Empire Wind aims to deliver a total capacity of 810 megawatts after completion, comprised of 54 turbines. Originally, the project won a federal lease in 2017 while the Trump administration was in power. However, as political climate shifts occur, the future of the Empire Wind project hangs in the balance, especially considering earlier threats to halt offshore projects entirely.
In April 2025, the Empire Wind project faced a stop-work order issued by the Interior Secretary Doug Burgum. This order was later lifted in May 2025 following negotiations with New York State officials regarding necessary approvals for natural gas pipelines. Despite this easing of regulations, the path forward remains fraught with obstacles, as significant opposition from local beach resort businesses and commercial fishermen in both New York and New Jersey persists.
Additionally, projected tariffs are estimated to contribute an extra $300 million to the overall cost of the project, exacerbating financial concerns. Following the recent impairments, Equinor reported that the book value of the Empire Wind project has dropped to $2.3 billion.
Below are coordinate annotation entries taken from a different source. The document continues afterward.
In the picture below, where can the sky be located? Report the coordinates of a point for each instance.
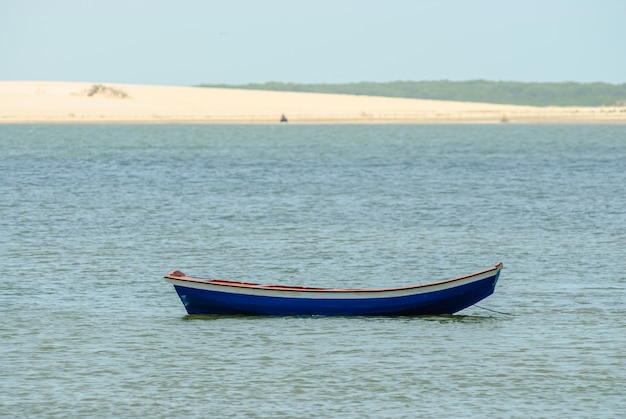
(190, 42)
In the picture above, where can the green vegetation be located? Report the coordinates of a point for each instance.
(502, 92)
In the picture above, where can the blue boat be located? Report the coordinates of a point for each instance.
(216, 296)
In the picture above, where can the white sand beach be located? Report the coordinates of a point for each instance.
(95, 102)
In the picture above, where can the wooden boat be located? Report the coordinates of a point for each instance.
(216, 296)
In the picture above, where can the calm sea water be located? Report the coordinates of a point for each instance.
(92, 217)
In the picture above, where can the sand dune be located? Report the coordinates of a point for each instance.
(63, 102)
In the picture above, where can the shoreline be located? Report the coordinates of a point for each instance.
(39, 102)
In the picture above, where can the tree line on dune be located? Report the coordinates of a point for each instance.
(501, 92)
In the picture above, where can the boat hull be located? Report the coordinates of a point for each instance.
(205, 296)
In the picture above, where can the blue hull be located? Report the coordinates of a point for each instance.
(446, 301)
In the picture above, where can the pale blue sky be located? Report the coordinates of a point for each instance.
(186, 42)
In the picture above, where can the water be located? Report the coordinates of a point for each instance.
(92, 217)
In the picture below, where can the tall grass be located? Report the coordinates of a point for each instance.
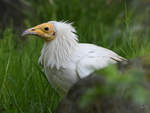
(23, 87)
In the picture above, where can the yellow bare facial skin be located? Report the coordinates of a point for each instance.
(46, 31)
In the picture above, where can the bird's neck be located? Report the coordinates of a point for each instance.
(59, 51)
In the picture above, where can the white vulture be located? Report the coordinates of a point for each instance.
(64, 59)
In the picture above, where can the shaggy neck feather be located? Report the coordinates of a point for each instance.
(59, 51)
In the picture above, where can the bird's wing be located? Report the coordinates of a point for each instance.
(96, 58)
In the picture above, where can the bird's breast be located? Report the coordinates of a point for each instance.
(62, 78)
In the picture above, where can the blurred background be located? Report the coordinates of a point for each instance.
(120, 25)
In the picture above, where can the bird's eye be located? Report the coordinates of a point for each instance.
(46, 28)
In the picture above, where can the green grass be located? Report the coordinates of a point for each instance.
(23, 87)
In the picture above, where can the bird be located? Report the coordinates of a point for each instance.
(64, 59)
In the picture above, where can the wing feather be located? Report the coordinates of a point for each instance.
(96, 58)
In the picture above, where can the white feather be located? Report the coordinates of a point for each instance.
(65, 61)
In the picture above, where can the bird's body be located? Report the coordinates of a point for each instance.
(65, 60)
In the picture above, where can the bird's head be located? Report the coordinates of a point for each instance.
(52, 29)
(46, 31)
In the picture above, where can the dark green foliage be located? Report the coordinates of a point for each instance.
(23, 87)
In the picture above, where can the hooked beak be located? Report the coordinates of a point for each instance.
(30, 31)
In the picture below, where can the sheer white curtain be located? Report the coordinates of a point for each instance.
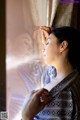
(25, 74)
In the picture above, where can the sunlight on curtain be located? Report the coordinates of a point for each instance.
(23, 63)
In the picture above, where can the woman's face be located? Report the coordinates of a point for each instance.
(51, 50)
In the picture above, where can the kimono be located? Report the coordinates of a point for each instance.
(65, 104)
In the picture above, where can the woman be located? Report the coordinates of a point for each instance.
(61, 48)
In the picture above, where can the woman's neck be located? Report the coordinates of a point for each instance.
(63, 69)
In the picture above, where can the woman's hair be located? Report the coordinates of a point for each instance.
(72, 36)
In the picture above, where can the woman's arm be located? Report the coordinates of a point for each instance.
(37, 101)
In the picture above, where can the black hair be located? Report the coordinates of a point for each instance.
(72, 36)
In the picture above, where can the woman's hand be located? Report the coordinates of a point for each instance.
(45, 31)
(37, 100)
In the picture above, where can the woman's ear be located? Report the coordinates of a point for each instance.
(63, 46)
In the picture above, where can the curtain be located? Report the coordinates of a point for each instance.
(24, 68)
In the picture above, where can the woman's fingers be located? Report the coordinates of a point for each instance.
(45, 28)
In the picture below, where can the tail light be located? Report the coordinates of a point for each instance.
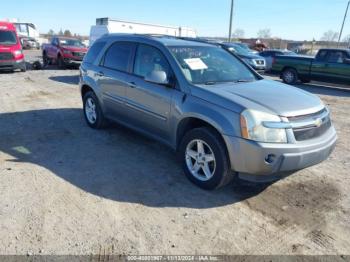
(273, 60)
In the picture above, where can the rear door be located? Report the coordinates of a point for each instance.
(320, 69)
(149, 103)
(338, 70)
(112, 78)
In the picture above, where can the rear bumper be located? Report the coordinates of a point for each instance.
(249, 158)
(72, 61)
(12, 65)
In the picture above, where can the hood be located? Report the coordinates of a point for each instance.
(75, 49)
(250, 56)
(263, 95)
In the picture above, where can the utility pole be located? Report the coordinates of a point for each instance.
(231, 17)
(342, 27)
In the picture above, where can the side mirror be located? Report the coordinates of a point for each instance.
(157, 77)
(346, 61)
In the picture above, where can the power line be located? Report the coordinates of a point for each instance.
(231, 18)
(342, 27)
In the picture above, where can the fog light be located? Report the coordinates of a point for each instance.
(270, 158)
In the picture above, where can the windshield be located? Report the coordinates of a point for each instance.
(238, 49)
(289, 53)
(71, 42)
(7, 38)
(210, 65)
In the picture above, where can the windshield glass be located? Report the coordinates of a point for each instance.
(210, 65)
(71, 42)
(7, 38)
(238, 49)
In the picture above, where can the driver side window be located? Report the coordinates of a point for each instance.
(149, 59)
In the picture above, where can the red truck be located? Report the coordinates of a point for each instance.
(11, 54)
(64, 51)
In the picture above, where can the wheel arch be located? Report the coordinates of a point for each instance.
(188, 123)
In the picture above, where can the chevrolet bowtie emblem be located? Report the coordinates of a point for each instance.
(318, 122)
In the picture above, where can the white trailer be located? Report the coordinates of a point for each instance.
(108, 25)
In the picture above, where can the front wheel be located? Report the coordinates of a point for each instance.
(61, 63)
(204, 159)
(290, 76)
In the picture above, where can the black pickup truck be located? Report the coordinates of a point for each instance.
(329, 65)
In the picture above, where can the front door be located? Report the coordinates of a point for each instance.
(112, 78)
(148, 103)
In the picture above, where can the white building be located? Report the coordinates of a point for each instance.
(108, 25)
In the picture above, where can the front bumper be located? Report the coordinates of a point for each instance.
(248, 158)
(12, 64)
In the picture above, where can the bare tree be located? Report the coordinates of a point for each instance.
(346, 39)
(264, 33)
(67, 33)
(330, 36)
(238, 33)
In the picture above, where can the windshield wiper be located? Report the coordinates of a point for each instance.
(209, 83)
(243, 81)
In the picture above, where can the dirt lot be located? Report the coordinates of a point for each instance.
(67, 189)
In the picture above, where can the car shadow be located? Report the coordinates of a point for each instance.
(114, 163)
(324, 89)
(67, 79)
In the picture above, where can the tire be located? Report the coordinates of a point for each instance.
(46, 60)
(219, 169)
(96, 119)
(60, 62)
(290, 76)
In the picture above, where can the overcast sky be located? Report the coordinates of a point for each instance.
(289, 19)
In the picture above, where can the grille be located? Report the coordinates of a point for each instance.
(260, 62)
(309, 132)
(78, 54)
(6, 56)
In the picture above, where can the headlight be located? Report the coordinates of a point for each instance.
(252, 127)
(17, 52)
(248, 61)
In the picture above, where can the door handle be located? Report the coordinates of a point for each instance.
(100, 74)
(132, 84)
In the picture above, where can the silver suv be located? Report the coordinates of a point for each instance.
(218, 114)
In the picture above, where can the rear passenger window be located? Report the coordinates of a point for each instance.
(336, 57)
(149, 59)
(118, 56)
(93, 52)
(322, 55)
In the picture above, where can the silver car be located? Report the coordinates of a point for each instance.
(222, 118)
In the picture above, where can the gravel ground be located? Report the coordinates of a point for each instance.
(68, 189)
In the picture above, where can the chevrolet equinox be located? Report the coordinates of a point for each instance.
(220, 116)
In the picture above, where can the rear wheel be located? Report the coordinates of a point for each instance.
(204, 159)
(46, 60)
(290, 76)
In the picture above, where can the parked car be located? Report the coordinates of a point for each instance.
(247, 48)
(64, 51)
(214, 110)
(29, 43)
(270, 56)
(329, 65)
(255, 61)
(11, 54)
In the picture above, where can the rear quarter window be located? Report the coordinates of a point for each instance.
(93, 52)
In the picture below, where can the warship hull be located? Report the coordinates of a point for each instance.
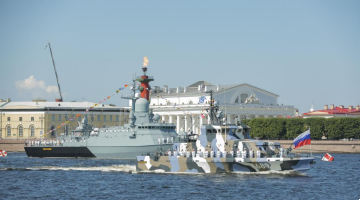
(112, 152)
(73, 152)
(179, 164)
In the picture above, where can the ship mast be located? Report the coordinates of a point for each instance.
(214, 111)
(57, 79)
(133, 100)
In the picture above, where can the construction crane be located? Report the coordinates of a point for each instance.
(57, 79)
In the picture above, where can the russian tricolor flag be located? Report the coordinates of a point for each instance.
(302, 139)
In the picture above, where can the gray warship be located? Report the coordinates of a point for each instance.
(143, 134)
(222, 148)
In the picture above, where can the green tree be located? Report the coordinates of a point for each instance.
(334, 128)
(317, 127)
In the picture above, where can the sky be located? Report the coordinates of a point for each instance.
(307, 52)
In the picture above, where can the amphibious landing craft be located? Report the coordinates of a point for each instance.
(222, 148)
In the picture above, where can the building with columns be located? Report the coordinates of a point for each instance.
(333, 111)
(29, 120)
(186, 106)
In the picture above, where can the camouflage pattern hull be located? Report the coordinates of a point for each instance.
(180, 164)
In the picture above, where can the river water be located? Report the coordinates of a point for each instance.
(68, 178)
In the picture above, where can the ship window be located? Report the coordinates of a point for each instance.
(32, 131)
(21, 131)
(52, 132)
(8, 130)
(244, 97)
(225, 130)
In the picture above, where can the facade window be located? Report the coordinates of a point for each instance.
(32, 131)
(8, 131)
(244, 97)
(21, 131)
(66, 129)
(52, 132)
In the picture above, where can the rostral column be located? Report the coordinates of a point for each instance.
(144, 87)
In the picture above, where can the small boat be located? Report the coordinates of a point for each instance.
(327, 157)
(222, 148)
(3, 153)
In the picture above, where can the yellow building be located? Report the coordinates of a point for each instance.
(22, 120)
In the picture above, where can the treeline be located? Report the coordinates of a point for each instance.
(284, 128)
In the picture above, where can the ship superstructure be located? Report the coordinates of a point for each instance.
(222, 148)
(143, 134)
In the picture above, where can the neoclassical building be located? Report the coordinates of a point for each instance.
(185, 106)
(26, 120)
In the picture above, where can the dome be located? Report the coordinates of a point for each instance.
(142, 105)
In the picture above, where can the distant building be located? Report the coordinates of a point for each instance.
(20, 120)
(184, 106)
(338, 111)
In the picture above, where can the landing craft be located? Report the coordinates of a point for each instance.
(222, 148)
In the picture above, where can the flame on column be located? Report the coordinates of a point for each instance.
(146, 62)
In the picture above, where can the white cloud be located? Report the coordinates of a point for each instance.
(35, 88)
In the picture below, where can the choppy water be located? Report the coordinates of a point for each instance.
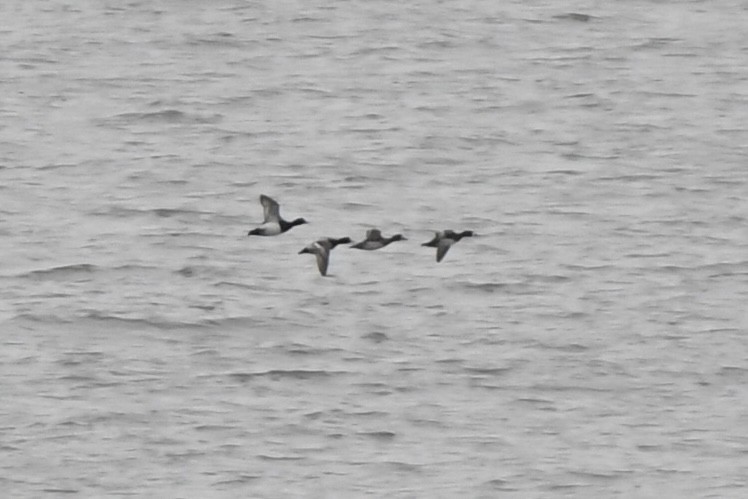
(591, 342)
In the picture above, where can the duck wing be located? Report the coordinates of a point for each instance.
(270, 209)
(323, 258)
(435, 241)
(373, 235)
(442, 248)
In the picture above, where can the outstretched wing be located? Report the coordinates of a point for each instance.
(323, 257)
(270, 209)
(442, 249)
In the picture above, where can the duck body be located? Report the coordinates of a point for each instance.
(273, 224)
(444, 240)
(321, 250)
(374, 240)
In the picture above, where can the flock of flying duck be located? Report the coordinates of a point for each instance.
(273, 225)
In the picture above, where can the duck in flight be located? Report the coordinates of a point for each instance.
(443, 240)
(321, 249)
(273, 224)
(374, 240)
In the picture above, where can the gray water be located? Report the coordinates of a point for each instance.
(589, 342)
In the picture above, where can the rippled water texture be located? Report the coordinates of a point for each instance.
(590, 341)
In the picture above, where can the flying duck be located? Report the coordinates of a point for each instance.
(321, 249)
(443, 240)
(374, 240)
(273, 224)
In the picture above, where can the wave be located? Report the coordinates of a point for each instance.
(169, 116)
(66, 271)
(278, 374)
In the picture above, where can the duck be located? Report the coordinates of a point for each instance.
(321, 249)
(273, 224)
(374, 240)
(443, 240)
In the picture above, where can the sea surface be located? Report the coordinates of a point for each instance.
(590, 341)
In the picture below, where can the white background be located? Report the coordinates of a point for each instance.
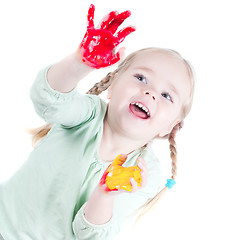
(208, 200)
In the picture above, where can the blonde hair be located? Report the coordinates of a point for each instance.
(104, 84)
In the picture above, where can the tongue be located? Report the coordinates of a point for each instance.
(138, 111)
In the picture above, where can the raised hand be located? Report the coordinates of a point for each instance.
(97, 48)
(117, 177)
Plans for a future second phase of Empire Wind are currently on hold due to the withdrawal of tax credits aimed at promoting renewable energy. In the second quarter of 2025 alone, Equinor reported impairments totaling $955 million associated with its offshore wind portfolio in the U.S.
Empire Offshore Wind LLC, a subsidiary of Equinor, has been informed by the Bureau of Ocean Energy Management (BOEM) that the stop-work order has been lifted. A restoration of progress on the project is expected, thanks in part to support from various political figures and groups during the negotiations aimed at advancing the initiative.
Once completed, the Empire Wind project will provide power to approximately 500,000 homes in New York. As of now, construction status indicates that the project is more than 30% complete. The targeted date for commercial operation is slated for 2027, with the intention of executing planned activities within the offshore installation window in 2025.
In terms of overall financial health, Equinor reported an adjusted operating income of $6.53 billion for the second quarter of 2025, alongside a net operating income of $5.72 billion. Despite the challenges facing the Empire Wind project, the company’s broader financial metrics remain strong, indicating a potential resilience that could play a role in navigating future hurdles.